Should we take on another cat?(7 Posts)
Three years ago, DH and I adopted a stray cat who we believe had been kicked out of his home. He was shy and insecure but instantly affectionate, which has developed. He is now a happy boy and very affectionate, cheeky and generally the boss of the household. We absolutely adore him.
We have been approached about a female cat who needs a new home as her parents are moving overseas and can't take her with them. She is beautiful and sounds like she has a lovely personality. She is used to living with other cats.
Emotionally I would love to take her on, but I have the following reservations -
1. First and foremost, impact on current cat. He is my main responsibility and I cannot have him unhappy in the home he has come to trust and love. He does seem to have some feline "friends" in the garden who he tolerates and even plays with, but then will fight with other cats. He is so affectionate with humans, even new humans, but I don't know if that would translate?
2. Integration period. DH and I are both extremely busy at work at the moment, right up until Christmas we are travelling a lot and while one of us will be sleeping at home, we'll be doing long hours at the office and neither of us will be able to dedicate days on end to helping the cats integrate.
3. Holidays. At the moment my DF looks after current cat when we go away together.
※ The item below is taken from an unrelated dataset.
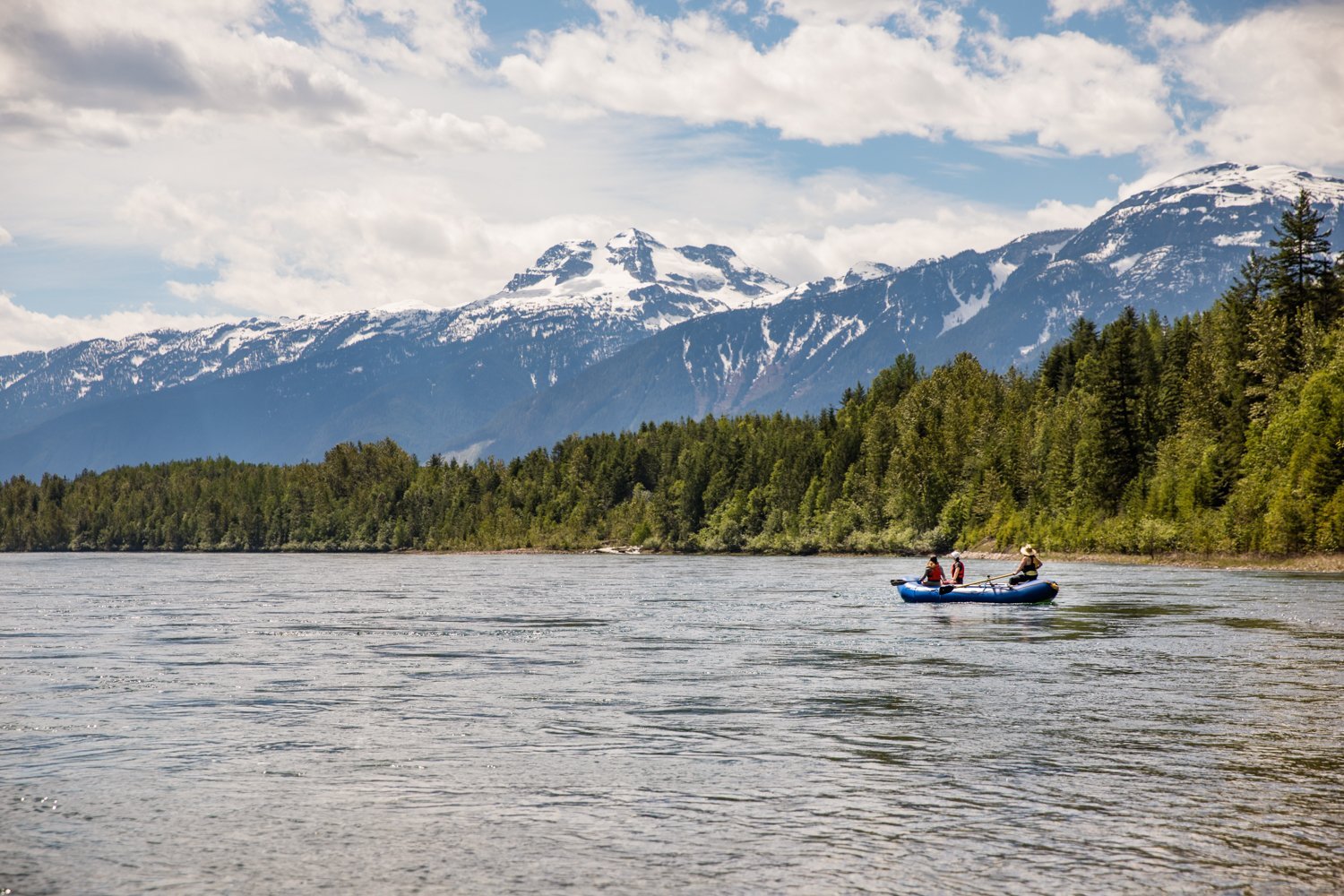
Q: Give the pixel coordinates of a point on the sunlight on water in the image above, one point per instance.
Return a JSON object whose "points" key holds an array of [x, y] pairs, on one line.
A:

There is a big difference between one cat being looked after (we take him to DF's house) and two. Money's not an issue, we could pay for cat sitters.
Despite this, I love the idea of having two cats who like each other, and I hate the thought of this lovely cat needing a home.
Does anyone have any tips or suggestions/thoughts please?
Much appreciated, meow.
I think mostly I am terrified that my current cat will be so upset that he'll leave home and find somewhere else. Although he's only a moggie people fall in love with him because he's so affectionate.
Yes, he is my PFB
the fact that the other cat is a girl is good as opposite sex would say no if both girls, i would maybe try a trial for a week and see how that goes, i have just rehomed charlie my stray i took in two weeks ago , when i took him in he was a bundle of nerves and very meh about the other cats in the house, the home hes gone to has a female resident cat already and two children which is something hes not used to on a resident basis visiting grandchildren here
i had a phone call the other day to say he has settled in very well to be honest i was expecting the lady to say have him back hes not settled but thank god it has worked and it sounds like hes having a whale of a time with people who adore him
Our kitten joined our household in June. I thought he'd be good company for resident cat, who is very neurotic. At first I thought I'd made a terrible mistake, as MCat seemed to hate MKitten. A few months later, they are thick as thieves, even having a cuddle and grooming each other.
To be honest it doesn't matter that you don't immediately have time to introduce the two, as they would need to live seperately for a week or so first, and then start getting introduced to each others smell on blankets before the actual meetings. After that, start with 20 min meetings and then work your way up. It won't go well at first probably, but in my experience it never does, and friendship takes a while and comes long after mere tolerance and acdeptance. Most cats dont get along with neighbour hood cats, so I wouldn't use that as a guide.
Sometimes it can take months for cats to learn to live comfortably alongside one another, so don't expect an immediate result.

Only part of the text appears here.